The challenges that greet the living visitor to the world of the dead are similar in Dante, and we could draw a comparison to the photos of Dido and Sychaeus in the moving story of Paolo and Francesca, the two lovers whose infidelity condemns them to the eternal frustration. But Dante’s reaction to the scenes before him is much more violent, and the plight of the damned in The Inferno is much more intense because their sufferings seem more physical and emotional. At one point, Dante is so moved that he faints: While the one spirit said this the other wept so that for pity I swooned as in death and dropped like a dead body. Sinclair, p. 79)

Yet Dante is only at the beginning of a long and complex series of encounters, each of which represents a more completely and painfully damned group of sinners. In comparison with Virgil’s experience, Dante’s journey is an epic in itself, and the arrangement and order of Dante’s journey is an epic in itself, and the arrangement and order of Dante’s hell is complex enough to justify a study in itself. Significantly, the damned are rigorously classified and placed in circles according to the serious the their sin, as interpreted by the theology of the church in the Middle Ages.

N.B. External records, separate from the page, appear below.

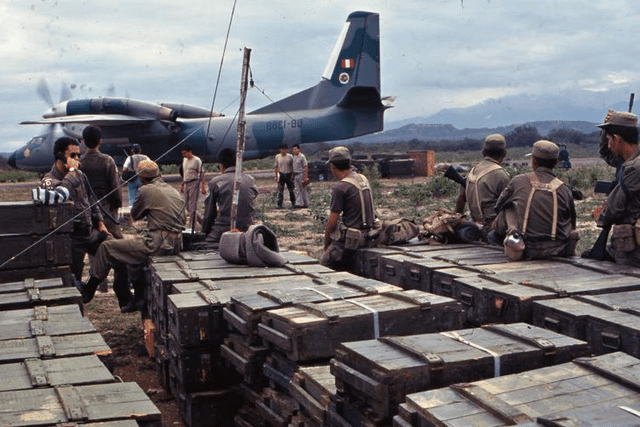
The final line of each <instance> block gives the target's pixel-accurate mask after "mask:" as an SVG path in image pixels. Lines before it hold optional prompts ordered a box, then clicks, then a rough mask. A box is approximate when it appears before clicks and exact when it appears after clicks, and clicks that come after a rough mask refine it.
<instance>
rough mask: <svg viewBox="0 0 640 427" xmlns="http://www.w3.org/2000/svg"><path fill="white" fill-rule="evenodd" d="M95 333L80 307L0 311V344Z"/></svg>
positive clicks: (60, 307) (55, 307)
mask: <svg viewBox="0 0 640 427" xmlns="http://www.w3.org/2000/svg"><path fill="white" fill-rule="evenodd" d="M91 332H96V328H95V327H94V326H93V325H92V324H91V322H90V321H89V320H88V319H86V318H84V317H82V313H81V312H80V307H78V306H77V305H61V306H54V307H47V306H46V305H42V306H37V307H34V308H27V309H22V310H6V311H0V341H2V340H10V339H20V338H33V337H36V336H40V335H48V336H57V335H75V334H86V333H91Z"/></svg>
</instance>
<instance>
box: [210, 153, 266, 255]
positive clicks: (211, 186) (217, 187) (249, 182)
mask: <svg viewBox="0 0 640 427" xmlns="http://www.w3.org/2000/svg"><path fill="white" fill-rule="evenodd" d="M218 161H219V162H220V175H217V176H214V177H213V178H211V181H210V182H209V196H207V199H206V200H205V202H204V216H203V219H202V232H203V233H204V234H205V235H206V236H207V237H206V241H207V242H210V243H214V244H216V243H219V242H220V236H222V233H224V232H226V231H230V229H231V205H232V203H233V184H234V181H235V174H236V152H235V150H233V149H231V148H225V149H224V150H222V151H221V152H220V154H218ZM238 192H239V193H238V211H237V212H236V227H235V228H236V229H238V230H240V231H247V229H248V228H249V226H250V225H251V224H253V217H254V216H255V209H254V201H255V199H256V197H257V196H258V188H257V187H256V181H255V179H253V177H252V176H251V175H247V174H245V173H244V172H242V173H241V174H240V186H239V187H238Z"/></svg>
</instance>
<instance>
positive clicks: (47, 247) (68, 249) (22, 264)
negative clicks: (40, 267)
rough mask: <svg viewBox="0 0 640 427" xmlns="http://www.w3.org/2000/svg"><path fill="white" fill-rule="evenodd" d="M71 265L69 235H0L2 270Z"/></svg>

Unlike Virgil, Dante makes explicit moral judgement on each of the individuals he meets, and the damned encountered range from historical figures, to contemporary popes and poets, to the greatest sinner of them all: Judas Iscariot. Judas is encountered in the lowest circle of hell, being ground between the teeth of Satan. Satan is a bizarre figure who is more pagan than Christian in his appearance as of Dante had to resort to primitive images to convey the ugliness of the anti-Christ.

Satan has three heads and needs all of them to inflict pain on his victims: With six eyes he was weeping and over three chins Dripped tears and bloody foam. In each mouth he crushed A sinner with his teeth as with a heckle and thus kept Three of them in pain…(Sinclair, p. 423) As if to balance his references to the Christian and classical worlds, Dante places Cassius and Brutus alongside Judas in the mouth of Satan, as all are betrayers. Dante’s hell is a closed system, with no escape for the damned, whereas Virgil’s open underworld encompasses purgatory and paradise as well. There are many similarities between Virgil and Dante’s hells.